21. Il motivo è assorbito; valgono per esso le considerazioni svolte a proposito del motivo quarto.

22. Col sesto motivo, si censura la sentenza di appello per violazione e falsa applicazione, a sensi dell'art. 360, n. 3, c.p.c., degli artt. 2094 c.c., 1 e 5 del r.d.l. n. 680/1938, 3 della l. n. 379/1955 e carenza di motivazione, sotto il profilo che, una volta accertata la sussistenza di un rapporto di lavoro tra comune e anziano, la legittimazione ad esigere la contribuzione sarebbe spettata all'ENPAS, ora INPDAP.

23. Il motivo è assorbito dall'accoglimento dei motivi che precedono.

24. Col primo motivo del ricorso, il ricorrente deduce violazione e falsa applicazione, a sensi dell'art. 360, n. 3, c.p.c., degli artt. 434, 414, 415, 154, 437 c.p.c. ed omessa motivazione, poiché la Corte di Appello ha concesso "termine" all'INPS per produrre o riprodurre i verbali ispettivi ed ha prorogato tale termine nonostante l'opposizione del comune, finché ha consentito all'appellante INPS di produrre i verbali in questione in vista dell'udienza di discussione.

25. Il motivo è assorbito dall'accoglimento del ricorso nel merito.

26. La sentenza impugnata deve pertanto essere cassata.
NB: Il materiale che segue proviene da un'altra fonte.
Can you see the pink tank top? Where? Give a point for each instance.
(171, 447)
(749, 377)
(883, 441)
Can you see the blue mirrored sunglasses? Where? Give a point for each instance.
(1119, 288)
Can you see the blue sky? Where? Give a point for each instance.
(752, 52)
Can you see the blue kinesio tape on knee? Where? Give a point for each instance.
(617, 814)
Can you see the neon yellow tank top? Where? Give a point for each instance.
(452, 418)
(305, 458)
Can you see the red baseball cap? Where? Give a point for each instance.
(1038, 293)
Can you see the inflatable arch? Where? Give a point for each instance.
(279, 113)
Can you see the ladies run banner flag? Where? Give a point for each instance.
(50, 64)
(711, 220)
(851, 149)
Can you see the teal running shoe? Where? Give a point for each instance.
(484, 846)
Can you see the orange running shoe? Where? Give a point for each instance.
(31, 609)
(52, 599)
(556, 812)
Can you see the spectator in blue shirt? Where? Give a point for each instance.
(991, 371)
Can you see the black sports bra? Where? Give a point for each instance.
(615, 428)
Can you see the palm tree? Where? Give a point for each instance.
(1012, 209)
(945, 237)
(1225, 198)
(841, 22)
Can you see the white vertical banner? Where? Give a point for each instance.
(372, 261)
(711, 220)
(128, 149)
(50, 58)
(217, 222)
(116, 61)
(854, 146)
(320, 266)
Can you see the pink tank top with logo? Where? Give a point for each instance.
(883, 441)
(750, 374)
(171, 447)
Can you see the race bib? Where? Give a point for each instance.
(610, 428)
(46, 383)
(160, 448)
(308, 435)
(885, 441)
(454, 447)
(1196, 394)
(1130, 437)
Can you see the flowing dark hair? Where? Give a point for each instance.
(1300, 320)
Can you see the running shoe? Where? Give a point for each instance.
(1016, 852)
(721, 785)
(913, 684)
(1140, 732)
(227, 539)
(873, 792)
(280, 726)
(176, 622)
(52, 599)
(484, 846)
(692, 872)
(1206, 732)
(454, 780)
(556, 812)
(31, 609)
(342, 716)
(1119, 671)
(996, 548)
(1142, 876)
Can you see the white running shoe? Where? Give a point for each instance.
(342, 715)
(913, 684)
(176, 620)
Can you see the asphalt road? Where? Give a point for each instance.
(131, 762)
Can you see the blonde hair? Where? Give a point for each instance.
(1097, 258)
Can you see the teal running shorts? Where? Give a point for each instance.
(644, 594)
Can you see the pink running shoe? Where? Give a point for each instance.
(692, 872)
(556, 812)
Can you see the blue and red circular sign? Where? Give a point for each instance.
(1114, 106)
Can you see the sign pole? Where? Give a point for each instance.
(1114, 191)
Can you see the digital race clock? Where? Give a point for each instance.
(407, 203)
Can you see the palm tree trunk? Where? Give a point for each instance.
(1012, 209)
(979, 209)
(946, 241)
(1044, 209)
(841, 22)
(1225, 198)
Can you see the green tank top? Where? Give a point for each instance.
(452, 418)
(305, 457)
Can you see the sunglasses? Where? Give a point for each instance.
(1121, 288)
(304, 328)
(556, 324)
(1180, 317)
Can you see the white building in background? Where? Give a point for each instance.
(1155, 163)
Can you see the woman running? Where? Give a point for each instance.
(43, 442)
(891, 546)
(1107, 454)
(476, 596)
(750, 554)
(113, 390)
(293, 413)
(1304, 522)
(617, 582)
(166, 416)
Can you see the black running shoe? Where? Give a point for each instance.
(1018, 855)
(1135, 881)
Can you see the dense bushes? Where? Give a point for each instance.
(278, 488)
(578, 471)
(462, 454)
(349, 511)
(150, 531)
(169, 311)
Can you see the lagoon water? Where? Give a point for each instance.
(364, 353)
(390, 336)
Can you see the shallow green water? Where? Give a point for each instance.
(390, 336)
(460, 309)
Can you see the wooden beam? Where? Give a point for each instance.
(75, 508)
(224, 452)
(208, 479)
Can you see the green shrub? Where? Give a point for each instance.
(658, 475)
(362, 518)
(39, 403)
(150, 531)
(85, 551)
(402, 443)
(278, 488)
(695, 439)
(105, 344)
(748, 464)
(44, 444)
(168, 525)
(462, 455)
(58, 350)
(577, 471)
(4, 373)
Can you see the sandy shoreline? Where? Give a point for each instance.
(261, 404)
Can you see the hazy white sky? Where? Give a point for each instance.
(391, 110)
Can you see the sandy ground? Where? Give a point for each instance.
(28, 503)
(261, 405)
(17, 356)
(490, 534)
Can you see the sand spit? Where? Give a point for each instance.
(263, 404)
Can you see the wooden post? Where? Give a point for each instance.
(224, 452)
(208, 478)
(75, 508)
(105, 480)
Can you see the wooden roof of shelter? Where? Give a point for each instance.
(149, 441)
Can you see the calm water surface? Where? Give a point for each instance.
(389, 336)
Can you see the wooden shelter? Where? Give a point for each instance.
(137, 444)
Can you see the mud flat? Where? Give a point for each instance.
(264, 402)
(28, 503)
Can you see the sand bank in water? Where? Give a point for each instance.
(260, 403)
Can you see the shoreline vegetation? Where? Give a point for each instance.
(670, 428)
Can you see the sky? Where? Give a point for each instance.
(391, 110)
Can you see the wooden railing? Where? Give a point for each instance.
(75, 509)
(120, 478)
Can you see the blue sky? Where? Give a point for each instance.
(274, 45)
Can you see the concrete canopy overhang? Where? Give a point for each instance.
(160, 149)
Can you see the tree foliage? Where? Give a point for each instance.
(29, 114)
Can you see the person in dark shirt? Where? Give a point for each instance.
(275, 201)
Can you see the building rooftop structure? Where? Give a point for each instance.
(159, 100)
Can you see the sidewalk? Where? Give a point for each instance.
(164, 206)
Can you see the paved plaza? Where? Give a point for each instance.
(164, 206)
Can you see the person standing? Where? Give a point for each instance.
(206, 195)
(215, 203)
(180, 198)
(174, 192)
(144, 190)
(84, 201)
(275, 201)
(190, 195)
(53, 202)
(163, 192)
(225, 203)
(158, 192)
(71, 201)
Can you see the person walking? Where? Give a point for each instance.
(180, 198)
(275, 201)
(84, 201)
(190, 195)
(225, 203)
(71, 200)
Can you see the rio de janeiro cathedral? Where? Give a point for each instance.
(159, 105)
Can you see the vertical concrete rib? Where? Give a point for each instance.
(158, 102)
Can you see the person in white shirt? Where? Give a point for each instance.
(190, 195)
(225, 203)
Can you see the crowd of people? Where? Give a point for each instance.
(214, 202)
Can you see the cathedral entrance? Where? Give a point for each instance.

La causa, non risultando necessari ulteriori accertamenti in fatto, può essere decisa nel merito mediante il rigetto dell'appello proposto avverso la sentenza di primo grado, la quale diviene in tal modo definitiva. Giusti motivi, in relazione all'opinabilità della materia del contendere, alla complessità della ricostruzione in fatto, alla presenza di diverse fonti normative, al diverso esito nei vari gradi ed al comportamento processuale delle parti, consigliano la compensazione integrale delle spese del giudizio di cassazione e di quelle di appello.

P.Q.M.

La Corte Suprema di Cassazione accoglie il ricorso; cassa la sentenza impugnata e, decidendo nel merito, rigetta l'appello avverso la sentenza di primo grado. Compensa le spese del giudizio di appello e di quello di cassazione.